_drafts

CONTENTdm api tips

Many libraries use CONTENTdm to host their digital collections. You may want to harvest metadata, text, and digital objects from these repositories. CDM is not the easiest to use, but there is a few handy ways to get stuff out via URLs.

We can access the CDM data using the CDM API. This API is helpful because its possible to create a set of queries using OpenRefine or a language such as Python to add the harvesting raw materials step directly to your data processing workflow.

CDM Terminology

The key to using the CDM API is to figure out the base URLs, the collection “Alias” (the short name represented in a collection’s url), and the item id “pointer” (the id number assigned the item by the CDM database). (Note: very old CDM instances also required a port, usually “:81”, that is no longer necessary, but still often appears in CDM documentation)

CDM uses some terminology for the components of their API:

  • CDM server number: each hosted CDM has a number which is used in two different URLs in the “contentdm.oclc.org” subdomain, which are used for different types of API calls.
    • “CDM server URL” - this is where your CDM admin is hosted, named “server” + server number, e.g. https://server12345.contentdm.oclc.org/. In general collection level API calls have to go to this URL.
    • “CDM website URL” - this is where your public CDM instance is exposed, named “cdm” + server number, e.g. https://cdm12345.contentdm.oclc.org/. Many organizations have a custom domain in front of this subdomain which should work for most API calls.
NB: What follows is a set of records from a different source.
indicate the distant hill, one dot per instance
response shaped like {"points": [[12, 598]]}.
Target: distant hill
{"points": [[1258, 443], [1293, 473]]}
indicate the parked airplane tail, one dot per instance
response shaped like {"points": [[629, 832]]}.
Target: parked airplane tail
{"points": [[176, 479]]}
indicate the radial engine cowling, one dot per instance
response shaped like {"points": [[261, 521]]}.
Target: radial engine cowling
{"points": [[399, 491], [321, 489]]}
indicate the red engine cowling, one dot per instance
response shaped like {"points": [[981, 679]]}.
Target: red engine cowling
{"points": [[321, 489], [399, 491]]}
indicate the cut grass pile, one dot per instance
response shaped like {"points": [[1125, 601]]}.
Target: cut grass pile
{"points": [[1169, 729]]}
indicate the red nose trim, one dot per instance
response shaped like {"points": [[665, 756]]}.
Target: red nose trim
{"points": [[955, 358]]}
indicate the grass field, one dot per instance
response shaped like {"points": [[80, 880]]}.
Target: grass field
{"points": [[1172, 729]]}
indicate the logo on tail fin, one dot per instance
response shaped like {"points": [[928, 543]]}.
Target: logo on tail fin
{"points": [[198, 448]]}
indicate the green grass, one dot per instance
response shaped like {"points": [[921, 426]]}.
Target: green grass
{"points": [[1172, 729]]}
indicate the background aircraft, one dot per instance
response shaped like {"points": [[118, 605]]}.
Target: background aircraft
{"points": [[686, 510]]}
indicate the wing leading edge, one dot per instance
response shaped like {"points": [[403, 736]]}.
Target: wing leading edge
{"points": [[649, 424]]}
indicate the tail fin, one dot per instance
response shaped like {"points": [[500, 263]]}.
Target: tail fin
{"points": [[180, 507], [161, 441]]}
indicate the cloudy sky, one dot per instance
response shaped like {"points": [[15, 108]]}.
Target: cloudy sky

In general item level API calls have to go to this URL.
  • “Alias” - the identifier name for an individual collection, used in URLs. If set by CDM they look like p17254coll3, or can be manually created looking like argonaut.
  • “pointer” / “CONTENTdm number” - the identifier number of an individual item or object assigned by the CDM database, e.g. 14. If harvesting metadata, this value is usually called “pointer” in XML. However, it is found in metadata export as “CONTENTdm number”.

If you look at the URL for at a CDM item page you can find the information. For example, in:

https://cdm17254.contentdm.oclc.org/digital/collection/p17254coll3/id/155/rec/1

The “CDM website URL” is https://cdm17254.contentdm.oclc.org, collection “Alias” is p17254coll3, and “pointer” is 155.

If you know the “CDM website URL” using the “contentdm.oclc.org” subdomain, then you can find the “server url” by replacing the leading “cdm” with “server”, in this example https://server17254.contentdm.oclc.org/. If you know a “server URL”, you can use the API for find alias and pointers. Unfortunately, it is difficult to figure out the server url if the organization uses a custom url.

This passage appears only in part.